POST TRIBUNE: Environmentalists oppose extension of Ogden Dunes revetment along Lake Michigan shoreline

Beachgoers walk past boulders, an exposed retaining wall, and a damaged walking path on Ogden Dunes Beach at Ogden Dunes in Portage Township, Ind., on Friday, May 14, 2021. Erosion in recent years required the placement of boulders along the beach in 2020 to protect homes, but more beachfront has appeared in 2021. (John J. Kim/Chicago Tribune)

Tim Zorn | Post-Tribune
Published: June 26, 2023

A little more than three years ago, Lake Michigan was at its highest level in more than 30 years, and waves dashed up against the sheet steel piling that lakefront homeowners in the town of Ogden Dunes had installed in the 1980s and 1990s.

Worried that the piling was vulnerable and their homes were in danger, the town petitioned for permission to install a revetment — a layer of large, interlocking boulders along the shoreline — to protect their homes.

State and federal officials relented eventually, allowing the revetment along the more vulnerable eastern half of the Ogden Dunes shoreline.

The homeowners paid for the work.

Now the town is asking the U.S. Army Corps of Engineers and the Indiana Department of Natural Resources again for permission to extend the revetment along the western half of the shoreline, some 2,970 feet.

The DNR issued a permit for the work on June 1. The Corps of Engineers hasn’t decided yet.

Save the Dunes, a Michigan City-based environmental organization, announced this week that it is appealing the DNR’s decision.

The environmental group did not file an objection to Ogden Dunes’ first project, Save the Dunes Executive Director Betsy Maher acknowledged.

“We weren’t happy with it, but at the time the waters were quite high,” she said.

But Lake Michigan is more than two feet lower than it was three years ago, and the emergency doesn’t seem as dire.

“Now we think there’s an opportunity to pause and consider alternatives,” Maher said.

Scott Kingan, the Ogden Dunes Town Council president, filed the town’s latest permit application with the U.S. Army Corps of Engineers. He did not reply to an email request for comment before this article was submitted.

The public-comment period for the Corps of Engineers permit application ended Monday.

Conservation Law Center, a public-interest law firm, filed Save the Dunes’ administrative appeal Monday with the Indiana Natural Resources Commission, a 12 - member board that “addresses issues pertaining to the Department of Natural Resources.”

The appeal contends, among other issues, that DNR allowed an Ordinary High Water Mark — the boundary between the publicly-owned lakeshore and the privately-owned inland — that was lower than the one previously adopted by the state, which meant more stone could be placed there.

Save the Dunes said in its news release that a revetment “hardens” the shoreline and can prevent the public from enjoying the lake shore.

“And shoreline hardening often leads to more shoreline hardening,” Save the Dunes said, “because sea walls, jetties, and revetments impede the natural accumulation of sand, perpetuating erosion farther and farther down the beach. …

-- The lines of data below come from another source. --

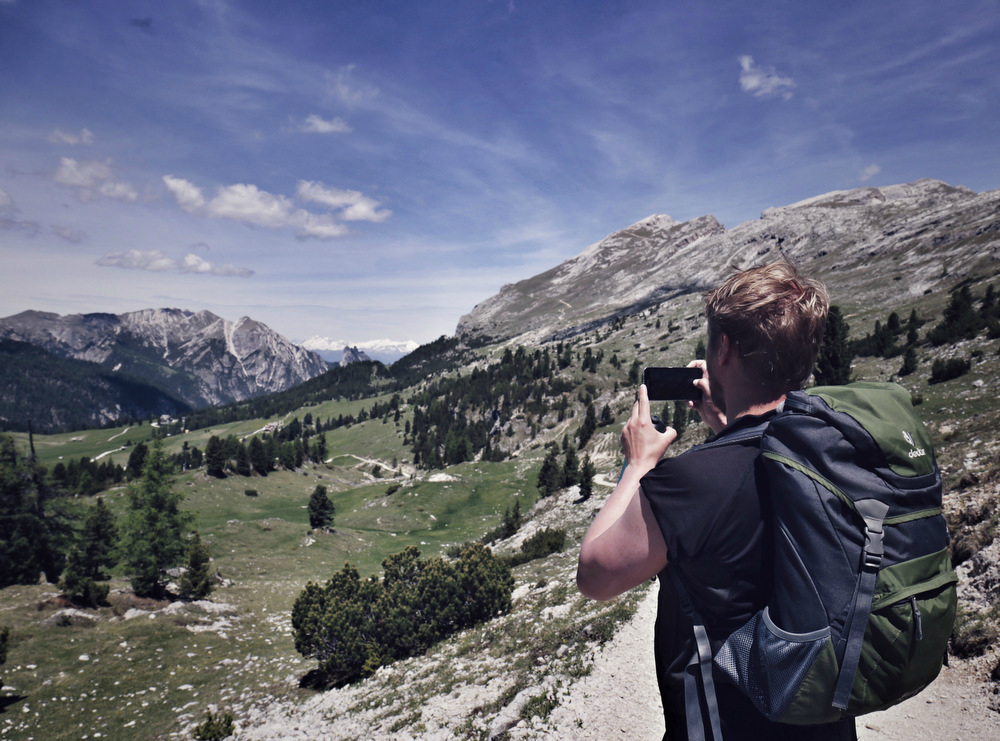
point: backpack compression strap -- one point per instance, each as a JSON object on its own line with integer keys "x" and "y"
{"x": 873, "y": 511}
{"x": 701, "y": 657}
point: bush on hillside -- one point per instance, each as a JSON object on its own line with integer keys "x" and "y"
{"x": 353, "y": 626}
{"x": 946, "y": 370}
{"x": 541, "y": 544}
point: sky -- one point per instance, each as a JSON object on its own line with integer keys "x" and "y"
{"x": 365, "y": 169}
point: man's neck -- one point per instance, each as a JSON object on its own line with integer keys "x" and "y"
{"x": 756, "y": 407}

“Indiana’s few remaining stretches of natural Lake Michigan shoreline host incredible biodiversity and beauty. Save the Dunes advocates for the protection of these precious resources so that both current and future generations can continue to enjoy them.”

Save the Dunes said both the National Park Service and the U.S. Fish and Wildlife Service have opposed the revetment because of its potential effect on Indiana Dunes National Park, which surrounds Ogden Dunes.

A better protection alternative to extending the revetment, Maher said, would be a continuing beach nourishment project that pumps sand onto the shore, particularly on the western end of Ogden Dunes’ lakefront.

Environmental organizations as well as the town contend that sea walls built into Lake Michigan, such as those that protect the Port of Indiana, have disrupted the natural westerly flow of sand along the Lake Michigan shoreline, cutting off the sand flow to the beaches — including the national park’s Portage Lakefront and Riverwalk — west of the port.

The goal, Maher said, has been to have an ongoing beach nourishment project paid for the entity that created the problem.

“We think that is the long-term solution,” she said.

Tim Zorn is a freelance reporter for the Post-Tribune.